* [PATCH 0/4] Revisiting cache-tree
@ 2009-04-20 10:58 Junio C Hamano
2009-04-20 10:58 ` [PATCH 1/4] read-tree A B: do not corrupt cache-tree Junio C Hamano
2009-04-20 13:08 ` [PATCH 0/4] Revisiting cache-tree Alex Riesen
0 siblings, 2 replies; 6+ messages in thread
From: Junio C Hamano @ 2009-04-20 10:58 UTC (permalink / raw)
To: git
This series consists of a fix meant for maint branch, and two performance
fix. The second one is a refactoring of the code to support the latter.
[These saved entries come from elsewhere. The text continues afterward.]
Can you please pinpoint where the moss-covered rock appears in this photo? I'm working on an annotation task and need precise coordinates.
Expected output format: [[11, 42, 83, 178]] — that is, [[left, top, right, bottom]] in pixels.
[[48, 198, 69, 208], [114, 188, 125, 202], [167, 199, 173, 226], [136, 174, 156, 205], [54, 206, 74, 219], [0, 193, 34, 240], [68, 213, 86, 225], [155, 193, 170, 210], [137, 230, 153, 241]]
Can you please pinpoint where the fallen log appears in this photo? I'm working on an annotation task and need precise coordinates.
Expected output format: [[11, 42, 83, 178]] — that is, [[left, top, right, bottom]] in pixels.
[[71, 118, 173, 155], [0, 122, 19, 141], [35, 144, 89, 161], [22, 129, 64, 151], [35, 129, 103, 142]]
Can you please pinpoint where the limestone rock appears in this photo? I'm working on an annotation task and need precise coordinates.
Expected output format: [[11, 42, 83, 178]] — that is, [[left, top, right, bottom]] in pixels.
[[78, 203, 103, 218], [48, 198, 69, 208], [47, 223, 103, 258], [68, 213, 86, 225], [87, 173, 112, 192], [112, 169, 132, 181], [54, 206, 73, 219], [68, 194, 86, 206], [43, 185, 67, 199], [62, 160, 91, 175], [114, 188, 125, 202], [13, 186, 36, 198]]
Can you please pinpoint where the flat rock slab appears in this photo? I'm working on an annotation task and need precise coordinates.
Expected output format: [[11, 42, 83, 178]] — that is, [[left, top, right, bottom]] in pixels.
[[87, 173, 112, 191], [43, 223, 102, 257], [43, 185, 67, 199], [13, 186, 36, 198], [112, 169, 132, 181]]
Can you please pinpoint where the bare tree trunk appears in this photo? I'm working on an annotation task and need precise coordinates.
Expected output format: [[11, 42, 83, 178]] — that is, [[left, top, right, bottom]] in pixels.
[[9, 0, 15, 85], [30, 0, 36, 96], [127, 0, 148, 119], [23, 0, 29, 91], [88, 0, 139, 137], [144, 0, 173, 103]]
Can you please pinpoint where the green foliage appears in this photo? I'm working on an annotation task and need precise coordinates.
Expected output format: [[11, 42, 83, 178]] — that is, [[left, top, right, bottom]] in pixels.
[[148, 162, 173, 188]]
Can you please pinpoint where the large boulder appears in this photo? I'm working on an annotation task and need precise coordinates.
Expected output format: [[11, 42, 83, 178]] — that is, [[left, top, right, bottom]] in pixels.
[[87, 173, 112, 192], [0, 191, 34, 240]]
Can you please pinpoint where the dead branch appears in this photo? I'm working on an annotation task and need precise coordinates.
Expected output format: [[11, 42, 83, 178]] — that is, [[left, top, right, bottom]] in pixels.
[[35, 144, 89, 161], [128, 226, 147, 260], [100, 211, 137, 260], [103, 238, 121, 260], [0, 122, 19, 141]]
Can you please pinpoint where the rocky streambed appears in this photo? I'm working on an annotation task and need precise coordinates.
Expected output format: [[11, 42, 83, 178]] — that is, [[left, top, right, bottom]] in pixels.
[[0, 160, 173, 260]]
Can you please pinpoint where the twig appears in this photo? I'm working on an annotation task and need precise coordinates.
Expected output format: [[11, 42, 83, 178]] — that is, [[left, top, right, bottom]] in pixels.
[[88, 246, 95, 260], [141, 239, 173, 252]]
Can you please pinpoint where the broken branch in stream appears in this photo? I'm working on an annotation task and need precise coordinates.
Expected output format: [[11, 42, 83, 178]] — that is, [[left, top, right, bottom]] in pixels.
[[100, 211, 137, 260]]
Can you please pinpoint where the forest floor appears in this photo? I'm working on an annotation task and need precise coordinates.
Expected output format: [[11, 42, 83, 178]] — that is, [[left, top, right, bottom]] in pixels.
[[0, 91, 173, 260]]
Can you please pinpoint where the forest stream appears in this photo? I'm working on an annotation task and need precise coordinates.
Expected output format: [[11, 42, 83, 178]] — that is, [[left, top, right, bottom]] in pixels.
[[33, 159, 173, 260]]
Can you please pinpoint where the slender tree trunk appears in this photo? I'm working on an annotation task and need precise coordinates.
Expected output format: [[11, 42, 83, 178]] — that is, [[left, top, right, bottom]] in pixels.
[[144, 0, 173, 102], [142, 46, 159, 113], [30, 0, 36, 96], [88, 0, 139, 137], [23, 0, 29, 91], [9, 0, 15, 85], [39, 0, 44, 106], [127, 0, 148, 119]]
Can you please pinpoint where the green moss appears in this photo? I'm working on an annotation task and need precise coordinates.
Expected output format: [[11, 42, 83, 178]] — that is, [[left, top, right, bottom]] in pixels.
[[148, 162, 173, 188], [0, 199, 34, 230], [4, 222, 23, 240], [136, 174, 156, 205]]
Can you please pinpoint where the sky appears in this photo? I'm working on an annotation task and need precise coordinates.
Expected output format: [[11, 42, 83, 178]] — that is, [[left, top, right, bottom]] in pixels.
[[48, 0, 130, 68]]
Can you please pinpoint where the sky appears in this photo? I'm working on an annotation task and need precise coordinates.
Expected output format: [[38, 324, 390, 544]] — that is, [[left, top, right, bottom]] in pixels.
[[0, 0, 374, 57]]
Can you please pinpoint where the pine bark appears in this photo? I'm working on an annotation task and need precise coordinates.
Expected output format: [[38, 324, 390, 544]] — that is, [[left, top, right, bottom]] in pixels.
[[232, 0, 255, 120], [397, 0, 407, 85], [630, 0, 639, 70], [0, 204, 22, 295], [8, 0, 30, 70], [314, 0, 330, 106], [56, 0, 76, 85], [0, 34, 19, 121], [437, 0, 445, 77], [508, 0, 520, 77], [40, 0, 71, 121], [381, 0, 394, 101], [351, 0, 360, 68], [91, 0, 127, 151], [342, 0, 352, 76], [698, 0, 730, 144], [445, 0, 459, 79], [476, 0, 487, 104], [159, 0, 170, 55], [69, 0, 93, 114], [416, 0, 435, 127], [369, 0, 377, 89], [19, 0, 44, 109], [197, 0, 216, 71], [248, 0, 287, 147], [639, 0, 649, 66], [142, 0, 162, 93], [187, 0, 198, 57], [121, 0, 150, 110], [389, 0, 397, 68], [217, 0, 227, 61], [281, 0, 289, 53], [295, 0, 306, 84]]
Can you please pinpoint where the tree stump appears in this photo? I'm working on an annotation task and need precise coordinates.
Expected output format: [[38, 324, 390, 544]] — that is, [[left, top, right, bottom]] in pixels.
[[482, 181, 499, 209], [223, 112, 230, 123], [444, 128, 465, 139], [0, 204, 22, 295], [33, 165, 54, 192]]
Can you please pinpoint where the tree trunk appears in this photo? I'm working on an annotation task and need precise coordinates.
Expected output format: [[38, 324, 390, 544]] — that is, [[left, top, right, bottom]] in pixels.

I was doing a rather huge import as a multi-step process by doing
something like this:
$ rm -f $GIT_DIR/index
$ git add some ;# this one is huge
$ git tag one $(git write-tree)
$ git repack -a -d
$ rm -f $GIT_DIR/index
$ git add other ;# this one is also huge
$ git tag two $(git write-tree)
$ git repack -a -d
$ git read-tree some other
$ git tag both $(git write-tree)
$ git repack -a -d
The binding of two distinct subtrees is done with the read-tree but it
wrote out an incorrect index (notice the lack of -m; with -m option the
command correctly does a different thing) and resulted in a corrupt tree
object.
Junio C Hamano (4):
read-tree A B: do not corrupt cache-tree
Move prime_cache_tree() to cache-tree.c
read-tree -m A B: prime cache-tree from the switched-to tree
checkout branch: prime cache-tree fully
builtin-checkout.c | 10 +++++++++-
builtin-read-tree.c | 48 ++++++++----------------------------------------
cache-tree.c | 34 ++++++++++++++++++++++++++++++++++
cache-tree.h | 4 ++++
4 files changed, 55 insertions(+), 41 deletions(-)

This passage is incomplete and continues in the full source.